How to Dump Tables in CSV, JSON, XML, Text, or HTML Format

You want to send results of your computations in Databricks outside Databricks. You can use BI tools to connect to your cluster via JDBC and export results from the BI tools, or save your tables in DBFS or blob storage and copy the data via REST API.
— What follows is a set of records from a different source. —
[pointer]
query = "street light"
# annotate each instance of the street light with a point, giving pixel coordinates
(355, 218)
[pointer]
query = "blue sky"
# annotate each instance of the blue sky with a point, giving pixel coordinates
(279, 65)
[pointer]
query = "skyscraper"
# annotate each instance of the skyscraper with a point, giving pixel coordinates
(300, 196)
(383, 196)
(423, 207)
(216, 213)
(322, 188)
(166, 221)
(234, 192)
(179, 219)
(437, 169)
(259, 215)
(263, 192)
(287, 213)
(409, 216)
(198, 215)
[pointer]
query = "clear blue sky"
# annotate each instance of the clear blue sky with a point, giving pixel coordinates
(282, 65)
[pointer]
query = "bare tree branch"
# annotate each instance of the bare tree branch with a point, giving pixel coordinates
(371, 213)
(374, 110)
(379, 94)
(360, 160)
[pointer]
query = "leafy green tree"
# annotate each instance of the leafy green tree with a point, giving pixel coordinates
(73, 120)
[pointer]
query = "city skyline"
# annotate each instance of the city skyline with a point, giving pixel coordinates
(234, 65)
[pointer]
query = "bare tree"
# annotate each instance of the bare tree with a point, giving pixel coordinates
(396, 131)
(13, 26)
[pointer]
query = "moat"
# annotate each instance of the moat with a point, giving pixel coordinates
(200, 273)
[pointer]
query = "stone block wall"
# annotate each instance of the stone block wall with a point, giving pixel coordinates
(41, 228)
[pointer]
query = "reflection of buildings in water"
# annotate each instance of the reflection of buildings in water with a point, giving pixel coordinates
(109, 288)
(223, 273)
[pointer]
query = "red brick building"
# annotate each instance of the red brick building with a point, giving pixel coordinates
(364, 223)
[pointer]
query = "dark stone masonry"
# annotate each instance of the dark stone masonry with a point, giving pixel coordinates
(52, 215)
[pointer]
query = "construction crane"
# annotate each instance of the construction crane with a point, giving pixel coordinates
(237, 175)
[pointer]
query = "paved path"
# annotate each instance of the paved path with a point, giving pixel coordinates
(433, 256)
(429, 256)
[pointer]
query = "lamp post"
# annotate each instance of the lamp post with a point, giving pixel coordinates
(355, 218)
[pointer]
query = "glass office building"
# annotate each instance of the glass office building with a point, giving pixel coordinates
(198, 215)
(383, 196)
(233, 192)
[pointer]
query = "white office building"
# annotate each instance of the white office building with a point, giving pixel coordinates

This topic introduces JSpark, a simple console tool for executing SQL queries using JDBC on Spark clusters to dump remote tables to local disk in CSV, JSON, XML, Text, and HTML format. For example:

java -Dconfig.file=mycluster.conf -jar jspark.jar -q "select id, type, priority, status from tickets limit 5"

returns:

+----+--------+--------+------+
|  id|type    |priority|status|
+----+--------+--------+------+
|9120|problem |urgent  |closed|
|9121|question|normal  |hold  |
|9122|incident|normal  |closed|
|9123|question|normal  |open  |
|9124|incident|normal  |solved|
+----+--------+--------+------+

Instructions for use, example usage, source code, and a link to the assembled JAR is available at the JSpark GitHub repo.

You can specify the parameters of JDBC connection using arguments or using a config file, for example: mycluster.conf.

To check or troubleshoot JDBC connections, download the fat JAR jspark.jar and launch it as a regular JAR. It includes hive-jdbc 1.2.1 and all required dependencies.